Essa orientação aproxima o processo do trabalho do que já se encontra consolidado no Processo Civil, especialmente com base no art. 99, §3º, do CPC, que consagra a presunção relativa da declaração de insuficiência de recursos. A decisão devolveu amplitude ao instituto e buscou atenuar os efeitos restritivos da Lei nº 13.467/2017, garantindo maior proteção ao trabalhador que, muitas vezes, se via afastado da jurisdição pelo temor dos custos processuais.
É inegável que a decisão do TST tem relevância social e representa avanço na efetivação do princípio da inafastabilidade da jurisdição. A presunção de hipossuficiência em favor do trabalhador confere maior efetividade à função social da Justiça do Trabalho, permitindo que o empregado desempregado, subempregado ou de baixa renda possa propor ação sem receio de ser condenado a custas e honorários que não teria condições de suportar. Nesse sentido, a tese reafirma a centralidade da proteção ao hipossuficiente e resgata a essência protetiva do processo laboral.
Por outro lado, é igualmente necessário reconhecer que a gratuidade da justiça não pode ser concedida de forma indiscriminada. A declaração de pobreza goza de presunção, mas esta é relativa e pode ser afastada quando a parte contrária demonstrar que o requerente não se encontra em situação de vulnerabilidade econômica. Cabe ao julgador estar aberto a acolher tais demonstrações, evitando que o benefício seja utilizado de modo abusivo por litigantes que, na realidade, não necessitam dele. Seria manifestamente irrazoável que alguém com elevado padrão de vida, possuidor de patrimônio significativo e renda substancial, fosse agraciado com a gratuidade nos mesmos moldes daquele que depende integralmente do salário para sua subsistência.
Nesse ponto, a decisão do TST deve ser interpretada com a devida cautela. A ampliação da gratuidade é medida necessária e coerente com a Constituição, mas o deferimento não pode ser automático a ponto de se transformar em um salvo-conduto para qualquer parte, independentemente de sua condição real. É fundamental que os juízes analisem com atenção eventuais impugnações, de modo a verificar se a declaração de hipossuficiência é compatível com a situação concreta. Dessa forma, preserva-se o equilíbrio processual: de um lado, assegura-se o acesso à justiça aos que dele realmente necessitam; de outro, evitam-se distorções que desvirtuem a finalidade do instituto.
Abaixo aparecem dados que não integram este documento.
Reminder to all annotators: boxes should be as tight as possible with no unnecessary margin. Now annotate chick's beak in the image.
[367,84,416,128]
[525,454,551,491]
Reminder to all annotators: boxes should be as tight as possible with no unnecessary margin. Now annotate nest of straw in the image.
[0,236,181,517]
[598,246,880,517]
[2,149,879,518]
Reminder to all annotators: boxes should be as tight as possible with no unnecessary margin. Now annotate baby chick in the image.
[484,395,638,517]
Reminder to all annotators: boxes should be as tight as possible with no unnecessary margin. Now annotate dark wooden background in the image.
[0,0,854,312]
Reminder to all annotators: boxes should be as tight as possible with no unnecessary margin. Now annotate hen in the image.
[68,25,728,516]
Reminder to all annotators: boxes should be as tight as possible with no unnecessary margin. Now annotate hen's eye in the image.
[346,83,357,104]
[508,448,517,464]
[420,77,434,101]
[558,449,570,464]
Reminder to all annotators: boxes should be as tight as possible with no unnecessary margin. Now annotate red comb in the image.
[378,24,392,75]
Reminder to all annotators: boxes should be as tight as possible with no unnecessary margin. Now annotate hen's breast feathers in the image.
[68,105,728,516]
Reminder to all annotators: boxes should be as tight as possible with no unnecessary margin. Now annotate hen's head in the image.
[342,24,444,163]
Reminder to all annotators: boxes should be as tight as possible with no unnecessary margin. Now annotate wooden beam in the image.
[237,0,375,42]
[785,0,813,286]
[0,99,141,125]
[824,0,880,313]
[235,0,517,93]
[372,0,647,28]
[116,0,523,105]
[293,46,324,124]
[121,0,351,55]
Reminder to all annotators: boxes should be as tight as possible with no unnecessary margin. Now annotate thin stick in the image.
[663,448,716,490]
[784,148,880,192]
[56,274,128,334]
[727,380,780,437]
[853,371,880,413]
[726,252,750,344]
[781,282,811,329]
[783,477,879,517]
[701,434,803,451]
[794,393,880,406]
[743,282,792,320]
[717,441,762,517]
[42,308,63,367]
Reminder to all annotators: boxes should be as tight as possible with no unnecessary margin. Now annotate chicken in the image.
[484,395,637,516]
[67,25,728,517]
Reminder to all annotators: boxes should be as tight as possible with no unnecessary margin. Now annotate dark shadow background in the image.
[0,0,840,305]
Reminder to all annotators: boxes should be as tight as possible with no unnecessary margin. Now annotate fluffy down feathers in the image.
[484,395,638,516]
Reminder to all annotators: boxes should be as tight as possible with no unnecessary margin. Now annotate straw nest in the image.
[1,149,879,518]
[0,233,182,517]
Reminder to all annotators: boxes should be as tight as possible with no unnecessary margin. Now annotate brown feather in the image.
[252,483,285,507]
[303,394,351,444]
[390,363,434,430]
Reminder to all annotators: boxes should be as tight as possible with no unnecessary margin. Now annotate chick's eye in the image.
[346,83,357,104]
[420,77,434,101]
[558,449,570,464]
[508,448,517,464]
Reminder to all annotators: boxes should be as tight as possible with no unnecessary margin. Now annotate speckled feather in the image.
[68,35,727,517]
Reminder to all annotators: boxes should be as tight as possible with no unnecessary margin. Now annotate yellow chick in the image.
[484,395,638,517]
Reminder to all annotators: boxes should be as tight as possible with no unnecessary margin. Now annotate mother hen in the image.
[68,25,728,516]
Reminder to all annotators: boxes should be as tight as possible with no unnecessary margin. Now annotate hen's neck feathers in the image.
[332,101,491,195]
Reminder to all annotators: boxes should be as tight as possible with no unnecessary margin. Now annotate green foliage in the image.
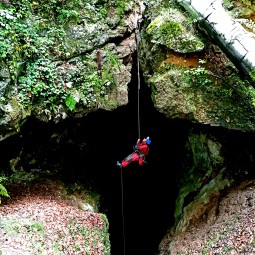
[183,59,255,115]
[0,1,68,82]
[1,0,121,114]
[65,95,76,111]
[238,0,255,11]
[0,176,9,199]
[57,9,79,24]
[31,0,78,21]
[183,59,213,89]
[227,73,255,111]
[115,0,129,17]
[18,50,120,112]
[8,168,44,185]
[18,59,65,109]
[0,5,65,60]
[250,69,255,82]
[31,0,109,23]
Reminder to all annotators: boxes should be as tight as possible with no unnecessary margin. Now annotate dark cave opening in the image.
[1,64,255,254]
[9,66,190,255]
[52,68,191,255]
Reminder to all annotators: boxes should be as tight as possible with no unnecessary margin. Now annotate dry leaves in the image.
[0,180,110,255]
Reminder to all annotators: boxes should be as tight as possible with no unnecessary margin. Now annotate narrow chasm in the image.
[0,66,190,255]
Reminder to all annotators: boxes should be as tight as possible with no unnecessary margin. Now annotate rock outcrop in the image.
[0,0,143,140]
[139,0,255,131]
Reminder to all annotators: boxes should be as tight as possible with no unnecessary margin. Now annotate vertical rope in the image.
[119,17,142,255]
[120,169,126,255]
[136,22,141,139]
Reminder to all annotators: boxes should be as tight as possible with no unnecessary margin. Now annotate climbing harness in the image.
[124,152,137,162]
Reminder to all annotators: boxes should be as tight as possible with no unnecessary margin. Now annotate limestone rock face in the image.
[139,1,255,131]
[0,0,142,139]
[147,69,255,131]
[0,96,29,141]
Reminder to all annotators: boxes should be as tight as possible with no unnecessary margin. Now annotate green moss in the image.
[183,60,214,89]
[174,177,201,222]
[146,8,204,53]
[147,16,182,37]
[0,176,9,203]
[249,69,255,82]
[115,0,129,17]
[174,133,225,223]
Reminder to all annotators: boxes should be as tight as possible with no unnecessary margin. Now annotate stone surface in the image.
[159,180,255,255]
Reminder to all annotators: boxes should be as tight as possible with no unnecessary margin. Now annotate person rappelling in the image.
[116,137,151,168]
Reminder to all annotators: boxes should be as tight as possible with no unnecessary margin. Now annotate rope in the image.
[120,168,126,255]
[119,18,142,255]
[136,22,141,139]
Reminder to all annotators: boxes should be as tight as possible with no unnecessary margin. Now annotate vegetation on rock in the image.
[146,8,204,53]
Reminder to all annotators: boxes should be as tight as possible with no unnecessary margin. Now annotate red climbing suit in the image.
[121,139,149,168]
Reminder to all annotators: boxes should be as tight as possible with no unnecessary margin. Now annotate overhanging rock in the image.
[177,0,255,85]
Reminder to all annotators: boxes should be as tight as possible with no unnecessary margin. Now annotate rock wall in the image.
[0,0,143,140]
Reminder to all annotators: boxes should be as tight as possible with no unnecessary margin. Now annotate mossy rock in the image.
[146,8,205,53]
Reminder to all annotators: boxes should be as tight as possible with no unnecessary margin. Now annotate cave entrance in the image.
[1,61,191,255]
[52,65,190,254]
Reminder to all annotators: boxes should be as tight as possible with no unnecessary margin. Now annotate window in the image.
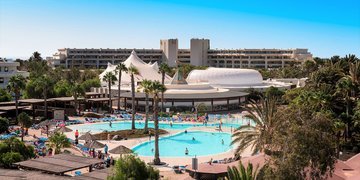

O desafio prático que se impõe, portanto, é construir critérios objetivos que permitam distinguir as situações em que a gratuidade deve ser deferida daquelas em que não se justifica sua concessão. A observância da boa-fé processual já se mostra um filtro relevante, mas é desejável que a jurisprudência estabeleça parâmetros mais claros, prevenindo tanto o indeferimento indevido, que inviabiliza o acesso à justiça, quanto o deferimento abusivo, que compromete a isonomia processual.
O equilíbrio entre acesso à justiça e prevenção de abusos é, em última análise, o caminho para que a gratuidade continue a cumprir seu papel essencial no processo do trabalho.